You've been weighed in the balance and found wanting. And then almost as a concluding unscientific postscript, the end of the chapter reads, and on that night was Belshazzar, king of the Chaldeans, slain. It was a night just like that where Agrippa gathers all of his leaders, all of the noblemen, all of the princes of the earth and of the land to this tremendous birthday party. Huge feast and celebration. And the featured guest of the night was his stepdaughter. The Bible doesn't give her name, but Josephus the Jewish historian does. Another name that is ranked up there with Jezebel is the name Salome, who was invited to the feast to perform a dance. And if you examine the background of this text culturally, you know that this dance was not ballet, maybe ballet but not but not ballet. This was clearly an erotic dance, a sensuous dance that made the men who were at this feast exceedingly happy. And Agrippa sees the dance, sees the reaction of his chief lieutenants to it, and he's pleased with his stepdaughter.

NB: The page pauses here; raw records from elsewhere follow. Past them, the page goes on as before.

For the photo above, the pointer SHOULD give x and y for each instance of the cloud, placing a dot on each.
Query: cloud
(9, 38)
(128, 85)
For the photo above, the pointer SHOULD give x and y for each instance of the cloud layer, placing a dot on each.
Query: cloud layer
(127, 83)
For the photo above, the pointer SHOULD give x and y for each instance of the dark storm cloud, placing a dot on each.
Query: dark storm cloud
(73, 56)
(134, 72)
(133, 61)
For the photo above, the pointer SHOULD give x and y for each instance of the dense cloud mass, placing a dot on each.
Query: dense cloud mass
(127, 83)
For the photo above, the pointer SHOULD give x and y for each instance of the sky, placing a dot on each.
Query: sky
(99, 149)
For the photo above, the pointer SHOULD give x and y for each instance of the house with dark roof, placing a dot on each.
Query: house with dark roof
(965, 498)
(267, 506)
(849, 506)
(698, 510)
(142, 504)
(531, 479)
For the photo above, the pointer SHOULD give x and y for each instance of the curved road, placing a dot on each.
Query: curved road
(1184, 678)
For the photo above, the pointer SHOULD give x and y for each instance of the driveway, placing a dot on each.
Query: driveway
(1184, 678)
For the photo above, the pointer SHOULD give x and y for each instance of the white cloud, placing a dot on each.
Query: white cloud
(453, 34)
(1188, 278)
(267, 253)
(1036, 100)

It said, when Herodias' daughter came in and danced and pleased Herod, and this is critical, and those who sat with him, the king said to the girl, ask for whatever you want, and I'll give it to you. Ask me anything. You have rung the bell here. You've really pleased my guest. Ask me anything. Up to half of my kingdom I'll give you as a reward for this performance.

Don't take that literally. This was a common expression of rulers in antiquity. I will give up to half.

My kingdom is simply an idiom that was used to express this idea. I am prepared to reward you, and I will reward you greatly. I will be exceedingly generous in my reward to you. And so Salome hearing this goes out, and she speaks to her mother Herodias, and she says, Mom, he said, I can have anything.

What should I ask for? Herodias smiles. She says, this is the day I've been waiting for.

This is what I've worked behind the scenes day and night for. This is our golden opportunity. You go back and you say to the king, I want the head of John the Baptist on a platter. Now when the king heard that, Mark tells us that the king was exceedingly sorry. Oh, no.

Never dreamed that that's what she would ask for. I've been protecting John. I've kept him in prison.

I've put the muzzle on him. He can't go about the countryside preaching about my immorality, but I don't want to kill him. But notice what it says here, that because of the oath and because of those who sat with him, he did not want to refuse her. It doesn't say because of his commitment to justice, because of his commitment to righteousness, he didn't want to carry out this diabolical act. But his first excuse was the oath. I think there's a reason why in the Westminster Confession of Faith, which is the confession of faith of this church, there's an entire chapter devoted to lawful oaths and vows. We are a people who have lost our understanding of the sanctity of oaths. We make promises willy-nilly.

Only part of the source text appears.